Read Before You Upgrade: Best Practices for Choosing Your PostgreSQL Version
PostgreSQL has a long-standing reputation for having a miserable upgrade process. So, when the community heartily recommends that you should upgrade as soon as possible to the latest and greatest PostgreSQL version, it's not really surprising that your heart sinks, your mouth goes dry, and the outright dread of another laborious job takes over.
It's almost like finishing a long hike or trying to convince somebody that Betamax was better than VHS. Eventually, you just want it to be over so you can take a nap. There's not even any joy about all the new features and speed. It's just too exhausting to generate emotion anymore.
This blog post will hopefully serve as a guide for when to pull off the old band-aid. That is, when you should upgrade and what PostgreSQL version you should select as a target. By the end of this post, we will introduce you to our best practices for upgrading your PostgreSQL version in Timescale, so you can get over this process of upgrading as quickly and safely as possible.
When to Upgrade PostgreSQL: Common Myths
The PostgreSQL Global Development Group has simplified the upgrade process quite a bit with more explicit version numbering. Since there are only two external stimuli, there are only two choices: upgrade the binaries (minor version change) or upgrade the data on disk (major version change).
The developers of PostgreSQL never really had a plan in mind for when and how to upgrade. This seems a bit of a harsh statement when tools like pg_upgrade exist but bear with me. These tools were meant to make upgrades possible, not to imply any particular schedule or recommendations for an upgrade plan. The actual upgrade implementation was always left as an exercise for the administrator.

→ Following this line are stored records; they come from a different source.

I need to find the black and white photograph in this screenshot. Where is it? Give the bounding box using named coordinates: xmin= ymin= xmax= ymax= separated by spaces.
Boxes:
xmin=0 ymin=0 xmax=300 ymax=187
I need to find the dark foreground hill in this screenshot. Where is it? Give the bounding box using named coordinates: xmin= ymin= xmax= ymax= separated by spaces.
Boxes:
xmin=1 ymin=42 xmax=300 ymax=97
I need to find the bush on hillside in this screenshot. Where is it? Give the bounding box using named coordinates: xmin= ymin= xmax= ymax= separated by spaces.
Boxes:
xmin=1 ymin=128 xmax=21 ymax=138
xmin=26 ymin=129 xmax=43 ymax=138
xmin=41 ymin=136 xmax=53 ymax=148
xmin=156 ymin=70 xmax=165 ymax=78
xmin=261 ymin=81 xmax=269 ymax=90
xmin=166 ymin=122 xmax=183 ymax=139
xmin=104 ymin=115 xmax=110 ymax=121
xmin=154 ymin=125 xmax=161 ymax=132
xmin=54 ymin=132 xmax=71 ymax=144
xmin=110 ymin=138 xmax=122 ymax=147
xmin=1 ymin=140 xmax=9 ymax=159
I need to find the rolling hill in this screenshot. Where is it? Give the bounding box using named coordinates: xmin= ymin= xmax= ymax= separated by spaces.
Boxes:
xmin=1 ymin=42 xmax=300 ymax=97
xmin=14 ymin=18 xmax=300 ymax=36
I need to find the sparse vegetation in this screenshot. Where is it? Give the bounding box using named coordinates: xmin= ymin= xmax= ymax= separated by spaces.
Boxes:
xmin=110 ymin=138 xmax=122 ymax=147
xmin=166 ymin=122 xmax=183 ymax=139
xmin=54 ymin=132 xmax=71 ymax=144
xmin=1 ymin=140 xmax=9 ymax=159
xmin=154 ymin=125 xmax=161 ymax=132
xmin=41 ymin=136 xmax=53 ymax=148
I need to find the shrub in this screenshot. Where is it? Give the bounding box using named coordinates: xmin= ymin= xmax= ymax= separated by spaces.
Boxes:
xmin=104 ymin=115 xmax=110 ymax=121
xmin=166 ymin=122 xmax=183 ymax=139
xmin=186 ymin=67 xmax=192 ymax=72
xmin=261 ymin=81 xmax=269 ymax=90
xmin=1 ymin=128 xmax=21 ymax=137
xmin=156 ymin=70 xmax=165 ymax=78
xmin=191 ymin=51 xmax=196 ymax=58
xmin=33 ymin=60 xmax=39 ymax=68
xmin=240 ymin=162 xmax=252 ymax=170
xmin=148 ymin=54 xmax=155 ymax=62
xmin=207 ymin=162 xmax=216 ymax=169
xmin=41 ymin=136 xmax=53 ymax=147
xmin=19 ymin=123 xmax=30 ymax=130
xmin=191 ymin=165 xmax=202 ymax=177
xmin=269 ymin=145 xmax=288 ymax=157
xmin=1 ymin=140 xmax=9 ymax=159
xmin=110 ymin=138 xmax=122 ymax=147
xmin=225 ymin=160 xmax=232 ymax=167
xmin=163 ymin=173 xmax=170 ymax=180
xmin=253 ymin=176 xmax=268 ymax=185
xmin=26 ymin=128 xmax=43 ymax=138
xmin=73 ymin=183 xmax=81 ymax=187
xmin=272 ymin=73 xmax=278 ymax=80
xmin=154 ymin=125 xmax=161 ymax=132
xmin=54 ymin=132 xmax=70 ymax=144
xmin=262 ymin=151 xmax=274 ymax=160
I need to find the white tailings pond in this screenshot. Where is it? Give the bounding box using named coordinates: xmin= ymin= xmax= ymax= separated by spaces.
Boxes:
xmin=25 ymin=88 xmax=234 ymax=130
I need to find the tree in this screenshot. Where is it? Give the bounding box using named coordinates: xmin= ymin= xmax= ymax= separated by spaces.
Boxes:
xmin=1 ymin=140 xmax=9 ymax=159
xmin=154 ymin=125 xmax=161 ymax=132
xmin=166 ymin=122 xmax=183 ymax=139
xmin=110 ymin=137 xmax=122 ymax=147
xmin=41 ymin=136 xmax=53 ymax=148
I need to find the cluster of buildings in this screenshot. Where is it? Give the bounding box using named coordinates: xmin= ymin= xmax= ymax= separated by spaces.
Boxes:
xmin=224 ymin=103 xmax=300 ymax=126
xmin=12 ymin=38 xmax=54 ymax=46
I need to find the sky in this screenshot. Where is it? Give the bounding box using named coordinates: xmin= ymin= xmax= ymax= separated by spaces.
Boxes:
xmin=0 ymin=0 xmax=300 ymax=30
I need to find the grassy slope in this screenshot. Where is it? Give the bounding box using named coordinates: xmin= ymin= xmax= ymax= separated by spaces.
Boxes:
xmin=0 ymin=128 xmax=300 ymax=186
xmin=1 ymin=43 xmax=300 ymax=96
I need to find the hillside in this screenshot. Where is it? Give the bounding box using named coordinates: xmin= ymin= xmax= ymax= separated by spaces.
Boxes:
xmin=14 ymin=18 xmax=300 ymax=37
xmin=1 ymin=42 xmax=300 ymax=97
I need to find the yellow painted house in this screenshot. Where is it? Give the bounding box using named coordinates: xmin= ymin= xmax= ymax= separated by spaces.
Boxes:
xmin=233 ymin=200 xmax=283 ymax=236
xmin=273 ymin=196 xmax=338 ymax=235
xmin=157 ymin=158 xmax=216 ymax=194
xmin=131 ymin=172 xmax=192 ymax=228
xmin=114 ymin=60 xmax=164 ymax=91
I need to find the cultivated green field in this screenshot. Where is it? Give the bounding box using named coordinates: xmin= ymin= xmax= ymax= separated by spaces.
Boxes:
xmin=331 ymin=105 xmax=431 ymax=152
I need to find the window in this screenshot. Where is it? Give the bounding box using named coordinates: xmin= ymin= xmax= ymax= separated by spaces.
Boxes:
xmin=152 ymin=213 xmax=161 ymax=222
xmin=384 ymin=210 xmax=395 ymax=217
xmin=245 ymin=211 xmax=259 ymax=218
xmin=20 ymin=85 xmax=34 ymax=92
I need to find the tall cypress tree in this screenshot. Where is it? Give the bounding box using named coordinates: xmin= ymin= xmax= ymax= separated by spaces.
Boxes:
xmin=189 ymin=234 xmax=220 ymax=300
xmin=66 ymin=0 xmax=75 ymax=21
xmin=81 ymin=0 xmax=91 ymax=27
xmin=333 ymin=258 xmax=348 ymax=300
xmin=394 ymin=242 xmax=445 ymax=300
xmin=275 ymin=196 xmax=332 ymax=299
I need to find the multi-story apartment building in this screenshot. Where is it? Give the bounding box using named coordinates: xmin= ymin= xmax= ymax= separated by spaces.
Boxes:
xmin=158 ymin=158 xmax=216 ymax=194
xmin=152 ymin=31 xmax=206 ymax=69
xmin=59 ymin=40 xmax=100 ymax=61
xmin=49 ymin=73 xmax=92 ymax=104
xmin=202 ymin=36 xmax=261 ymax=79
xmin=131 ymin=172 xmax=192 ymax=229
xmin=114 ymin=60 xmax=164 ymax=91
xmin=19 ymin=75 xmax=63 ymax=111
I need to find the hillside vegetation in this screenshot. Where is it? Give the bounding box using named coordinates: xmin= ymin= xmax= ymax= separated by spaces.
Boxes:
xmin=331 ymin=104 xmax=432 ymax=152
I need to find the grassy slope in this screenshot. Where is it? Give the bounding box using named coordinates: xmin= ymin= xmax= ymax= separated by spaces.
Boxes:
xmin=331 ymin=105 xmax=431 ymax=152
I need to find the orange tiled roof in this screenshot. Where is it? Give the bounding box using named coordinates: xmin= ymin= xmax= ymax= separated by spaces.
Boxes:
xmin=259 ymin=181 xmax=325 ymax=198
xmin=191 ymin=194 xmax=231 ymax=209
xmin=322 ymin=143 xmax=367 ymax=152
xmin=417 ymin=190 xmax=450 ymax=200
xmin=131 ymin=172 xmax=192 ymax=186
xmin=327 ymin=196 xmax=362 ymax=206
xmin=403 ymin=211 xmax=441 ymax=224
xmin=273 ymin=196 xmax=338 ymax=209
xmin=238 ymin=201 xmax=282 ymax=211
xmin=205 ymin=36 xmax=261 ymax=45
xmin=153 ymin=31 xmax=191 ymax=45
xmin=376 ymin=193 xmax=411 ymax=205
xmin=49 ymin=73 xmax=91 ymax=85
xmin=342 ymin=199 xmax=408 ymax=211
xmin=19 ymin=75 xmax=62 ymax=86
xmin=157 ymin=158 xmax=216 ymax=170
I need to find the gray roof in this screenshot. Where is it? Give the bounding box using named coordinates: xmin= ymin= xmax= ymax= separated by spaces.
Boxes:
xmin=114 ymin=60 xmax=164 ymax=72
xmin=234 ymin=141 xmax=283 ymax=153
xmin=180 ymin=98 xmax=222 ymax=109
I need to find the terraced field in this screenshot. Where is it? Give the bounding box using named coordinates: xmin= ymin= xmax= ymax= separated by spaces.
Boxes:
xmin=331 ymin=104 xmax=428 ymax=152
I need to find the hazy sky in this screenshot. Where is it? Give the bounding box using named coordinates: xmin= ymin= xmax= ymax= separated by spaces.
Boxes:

Let's start with some of the community's conventional wisdom and pretend that those ideas were actually a plan of sorts.
Myth 1: “Upgrade as fast as possible, every time”
This "plan" is based on the fear of existing bugs. It is a very Rumsfeldian plan that assumes you don't know what the bugs are, but you're certainly better off if they're fixed. This makes for a very aggressive upgrade pace and hopes for a better tomorrow rather than a stable today.
Myth 2: "Upgrade when you have to"
The complete opposite fear-based pseudo-plan is to stick to the existing version—come hell or high water—unless you run into an otherwise unfixable bug that affects your installation. This is based on the idea that the bugs we know are better than the bugs we don't know. Unfortunately, it ignores the bugs you don't even know exist.
Myth 3: “Upgrade for every minor version”
This is the general recommendation of the PostgreSQL Global Development Group. The general idea is that all software has bugs, and upgrading is better than not upgrading. That is a bit over-optimistic about new bugs being introduced and kind of ignores that new features that you don’t care about have to be configured—or else.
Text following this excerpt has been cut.